Presentation Information
[17p-W9_325-8]Improving the performance of multilayer emitter films for silicon heterojunction solar cells using a multistage regression model incorporating physical knowledge
〇(M2)Soma Kondo1, Yasuyoshi Kurokawa1,3, Kentaro Kutsukake1,2, Shion Takeno1, Ryoji Katsube1, Noritaka Usami1,2,3 (1.Grad. Eng. Nagoya Univ., 2.InFuS Nagoya Univ., 3.IMasSS Nagoya Univ.)
Keywords:
solar cells,Machine Learning,silicon
In this study, we propose a cascade-type Gaussian Process Regression (GPR) framework for predicting the performance of multilayer nc-SiOx:H emitter structures for silicon heterojunction (SHJ) solar cells.
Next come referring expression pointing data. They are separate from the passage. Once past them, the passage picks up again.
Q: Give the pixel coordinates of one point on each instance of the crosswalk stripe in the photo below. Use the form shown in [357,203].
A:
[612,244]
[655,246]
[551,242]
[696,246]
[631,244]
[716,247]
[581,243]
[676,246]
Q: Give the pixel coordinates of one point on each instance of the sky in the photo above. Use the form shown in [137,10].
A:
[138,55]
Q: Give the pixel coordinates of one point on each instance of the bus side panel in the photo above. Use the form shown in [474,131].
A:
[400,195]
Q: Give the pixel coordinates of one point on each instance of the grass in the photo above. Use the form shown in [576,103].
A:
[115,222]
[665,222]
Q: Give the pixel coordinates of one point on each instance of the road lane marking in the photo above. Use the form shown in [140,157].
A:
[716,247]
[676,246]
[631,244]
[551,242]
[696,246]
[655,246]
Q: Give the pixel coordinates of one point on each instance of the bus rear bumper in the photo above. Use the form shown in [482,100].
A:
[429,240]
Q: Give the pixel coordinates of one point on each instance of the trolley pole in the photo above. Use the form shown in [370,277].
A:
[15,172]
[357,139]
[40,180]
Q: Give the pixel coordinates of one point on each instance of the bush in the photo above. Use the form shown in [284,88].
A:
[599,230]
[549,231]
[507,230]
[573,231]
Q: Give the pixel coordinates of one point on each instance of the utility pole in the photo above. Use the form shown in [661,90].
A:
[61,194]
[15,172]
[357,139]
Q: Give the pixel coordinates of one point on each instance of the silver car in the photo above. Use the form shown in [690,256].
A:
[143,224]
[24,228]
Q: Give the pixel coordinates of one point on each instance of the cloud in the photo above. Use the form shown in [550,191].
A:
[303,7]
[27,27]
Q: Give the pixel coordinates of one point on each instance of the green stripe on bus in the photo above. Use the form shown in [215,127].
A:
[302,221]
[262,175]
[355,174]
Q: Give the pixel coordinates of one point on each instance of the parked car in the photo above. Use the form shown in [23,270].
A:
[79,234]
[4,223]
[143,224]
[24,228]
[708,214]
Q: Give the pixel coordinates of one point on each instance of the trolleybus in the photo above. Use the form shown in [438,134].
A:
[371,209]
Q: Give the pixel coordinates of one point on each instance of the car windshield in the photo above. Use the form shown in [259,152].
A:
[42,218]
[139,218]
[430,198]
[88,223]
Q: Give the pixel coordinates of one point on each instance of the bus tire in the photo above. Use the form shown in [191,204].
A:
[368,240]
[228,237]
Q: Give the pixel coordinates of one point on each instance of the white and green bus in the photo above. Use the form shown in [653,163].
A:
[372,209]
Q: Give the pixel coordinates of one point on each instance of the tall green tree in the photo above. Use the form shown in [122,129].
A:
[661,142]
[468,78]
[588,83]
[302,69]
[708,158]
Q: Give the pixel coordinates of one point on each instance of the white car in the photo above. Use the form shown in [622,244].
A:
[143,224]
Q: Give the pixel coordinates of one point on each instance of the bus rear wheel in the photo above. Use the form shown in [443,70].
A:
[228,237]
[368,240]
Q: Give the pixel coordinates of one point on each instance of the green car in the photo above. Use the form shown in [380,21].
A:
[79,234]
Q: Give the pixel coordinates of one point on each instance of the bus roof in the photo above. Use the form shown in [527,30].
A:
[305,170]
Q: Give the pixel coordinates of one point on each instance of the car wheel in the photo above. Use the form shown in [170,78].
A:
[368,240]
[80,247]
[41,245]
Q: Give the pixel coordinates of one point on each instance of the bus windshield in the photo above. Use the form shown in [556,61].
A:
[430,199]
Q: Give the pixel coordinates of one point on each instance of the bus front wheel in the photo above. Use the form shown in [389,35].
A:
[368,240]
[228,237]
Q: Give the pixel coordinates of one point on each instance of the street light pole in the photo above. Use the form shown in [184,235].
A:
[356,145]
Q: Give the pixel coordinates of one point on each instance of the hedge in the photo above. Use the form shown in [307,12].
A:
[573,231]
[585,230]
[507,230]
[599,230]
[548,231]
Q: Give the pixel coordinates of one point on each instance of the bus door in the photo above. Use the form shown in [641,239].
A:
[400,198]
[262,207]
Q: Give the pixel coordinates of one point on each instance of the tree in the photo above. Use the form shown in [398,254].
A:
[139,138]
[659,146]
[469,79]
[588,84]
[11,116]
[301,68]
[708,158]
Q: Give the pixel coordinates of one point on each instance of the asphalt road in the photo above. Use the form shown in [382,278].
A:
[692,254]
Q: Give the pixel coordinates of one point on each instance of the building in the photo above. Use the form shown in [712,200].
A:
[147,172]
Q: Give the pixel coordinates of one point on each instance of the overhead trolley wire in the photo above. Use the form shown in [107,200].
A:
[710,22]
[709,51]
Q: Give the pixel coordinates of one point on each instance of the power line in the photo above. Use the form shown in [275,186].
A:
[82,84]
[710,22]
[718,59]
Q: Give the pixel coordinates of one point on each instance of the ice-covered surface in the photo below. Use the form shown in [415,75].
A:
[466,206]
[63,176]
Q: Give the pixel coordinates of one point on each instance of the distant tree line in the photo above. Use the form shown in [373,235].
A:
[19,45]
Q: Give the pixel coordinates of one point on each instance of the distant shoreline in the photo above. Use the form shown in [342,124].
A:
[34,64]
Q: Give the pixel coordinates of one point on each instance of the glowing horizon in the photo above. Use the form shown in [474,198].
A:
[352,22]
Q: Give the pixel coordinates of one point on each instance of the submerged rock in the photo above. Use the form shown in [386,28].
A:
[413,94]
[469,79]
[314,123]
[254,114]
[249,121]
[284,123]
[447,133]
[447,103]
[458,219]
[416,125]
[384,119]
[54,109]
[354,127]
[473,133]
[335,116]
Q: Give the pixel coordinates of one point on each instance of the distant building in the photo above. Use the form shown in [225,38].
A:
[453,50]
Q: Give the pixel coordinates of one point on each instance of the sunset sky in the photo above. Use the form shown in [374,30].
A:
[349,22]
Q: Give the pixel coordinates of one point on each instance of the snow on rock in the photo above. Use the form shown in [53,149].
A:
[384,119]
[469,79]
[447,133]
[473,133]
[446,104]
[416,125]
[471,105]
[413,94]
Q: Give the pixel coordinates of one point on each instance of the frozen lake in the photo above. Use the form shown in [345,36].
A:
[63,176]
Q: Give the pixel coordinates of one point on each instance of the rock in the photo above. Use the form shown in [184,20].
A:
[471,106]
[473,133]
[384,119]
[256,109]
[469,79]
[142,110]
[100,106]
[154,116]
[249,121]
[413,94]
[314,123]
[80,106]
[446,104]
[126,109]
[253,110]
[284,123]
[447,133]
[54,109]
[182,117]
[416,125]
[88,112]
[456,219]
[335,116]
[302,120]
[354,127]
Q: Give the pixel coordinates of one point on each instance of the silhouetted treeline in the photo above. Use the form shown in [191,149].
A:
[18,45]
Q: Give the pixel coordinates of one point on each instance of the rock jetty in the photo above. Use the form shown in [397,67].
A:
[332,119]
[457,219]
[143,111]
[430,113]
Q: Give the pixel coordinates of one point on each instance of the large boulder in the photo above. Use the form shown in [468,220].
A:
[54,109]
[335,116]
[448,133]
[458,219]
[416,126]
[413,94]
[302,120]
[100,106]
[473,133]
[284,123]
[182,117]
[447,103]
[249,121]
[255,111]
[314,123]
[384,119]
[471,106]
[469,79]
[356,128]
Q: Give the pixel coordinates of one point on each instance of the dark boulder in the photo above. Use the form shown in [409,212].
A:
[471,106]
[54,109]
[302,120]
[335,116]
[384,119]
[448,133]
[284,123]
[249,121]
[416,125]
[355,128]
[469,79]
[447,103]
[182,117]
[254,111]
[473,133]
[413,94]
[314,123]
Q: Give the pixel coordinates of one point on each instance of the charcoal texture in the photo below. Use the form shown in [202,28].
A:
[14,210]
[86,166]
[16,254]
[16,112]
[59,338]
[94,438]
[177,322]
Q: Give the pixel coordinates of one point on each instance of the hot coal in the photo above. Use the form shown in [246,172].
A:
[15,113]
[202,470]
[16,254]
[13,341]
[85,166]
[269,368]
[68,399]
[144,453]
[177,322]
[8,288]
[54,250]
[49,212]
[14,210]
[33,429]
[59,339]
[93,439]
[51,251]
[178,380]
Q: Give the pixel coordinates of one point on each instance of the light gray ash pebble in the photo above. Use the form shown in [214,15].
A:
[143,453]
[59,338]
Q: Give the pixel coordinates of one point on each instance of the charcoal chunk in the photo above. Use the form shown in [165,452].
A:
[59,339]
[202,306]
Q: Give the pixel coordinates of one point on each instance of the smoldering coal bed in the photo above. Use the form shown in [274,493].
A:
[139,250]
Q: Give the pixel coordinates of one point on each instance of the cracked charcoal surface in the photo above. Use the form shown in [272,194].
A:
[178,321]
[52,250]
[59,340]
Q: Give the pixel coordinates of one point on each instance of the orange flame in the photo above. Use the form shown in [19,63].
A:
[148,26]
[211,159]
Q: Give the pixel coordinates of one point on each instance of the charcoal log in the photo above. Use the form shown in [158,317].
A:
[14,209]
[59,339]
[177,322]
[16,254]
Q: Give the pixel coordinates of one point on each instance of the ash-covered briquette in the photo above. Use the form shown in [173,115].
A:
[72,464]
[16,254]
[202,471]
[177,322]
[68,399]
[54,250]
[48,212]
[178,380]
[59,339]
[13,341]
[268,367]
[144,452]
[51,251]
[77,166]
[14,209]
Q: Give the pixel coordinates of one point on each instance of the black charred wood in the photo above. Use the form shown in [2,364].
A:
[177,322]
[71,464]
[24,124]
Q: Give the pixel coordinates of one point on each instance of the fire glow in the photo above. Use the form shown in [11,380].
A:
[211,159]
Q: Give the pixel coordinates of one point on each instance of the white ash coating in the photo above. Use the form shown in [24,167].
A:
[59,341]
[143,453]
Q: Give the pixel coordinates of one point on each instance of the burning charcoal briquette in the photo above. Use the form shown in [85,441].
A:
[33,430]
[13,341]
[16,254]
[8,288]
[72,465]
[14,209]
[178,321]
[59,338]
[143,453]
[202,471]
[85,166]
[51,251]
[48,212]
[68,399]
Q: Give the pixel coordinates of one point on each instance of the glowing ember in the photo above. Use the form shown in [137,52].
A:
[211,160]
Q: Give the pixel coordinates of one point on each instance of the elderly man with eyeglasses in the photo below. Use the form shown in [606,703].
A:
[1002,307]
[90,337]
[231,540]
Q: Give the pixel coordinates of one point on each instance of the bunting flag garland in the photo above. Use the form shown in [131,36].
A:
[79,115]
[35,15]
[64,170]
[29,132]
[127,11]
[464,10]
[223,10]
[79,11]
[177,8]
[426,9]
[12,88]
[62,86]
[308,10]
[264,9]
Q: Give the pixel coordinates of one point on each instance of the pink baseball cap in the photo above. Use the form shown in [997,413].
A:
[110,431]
Instead of directly mapping deposition conditions to device performance, physically meaningful intermediate parameters—such as recombination current density, contact resistivity, and short-circuit current density—are introduced to enable stepwise prediction. Both single-layer and multilayer emitter structures are utilized to increase the effective training dataset and reduce the dimensionality of the input parameter space. By comparing multiple cascade model architectures, we demonstrate that independently estimating intermediate physical parameters and integrating them at the final stage significantly improves prediction accuracy. The results highlight that not only the introduction of physical parameters but also their hierarchical integration plays a critical role in achieving accurate and interpretable performance prediction for multilayer thin-film systems.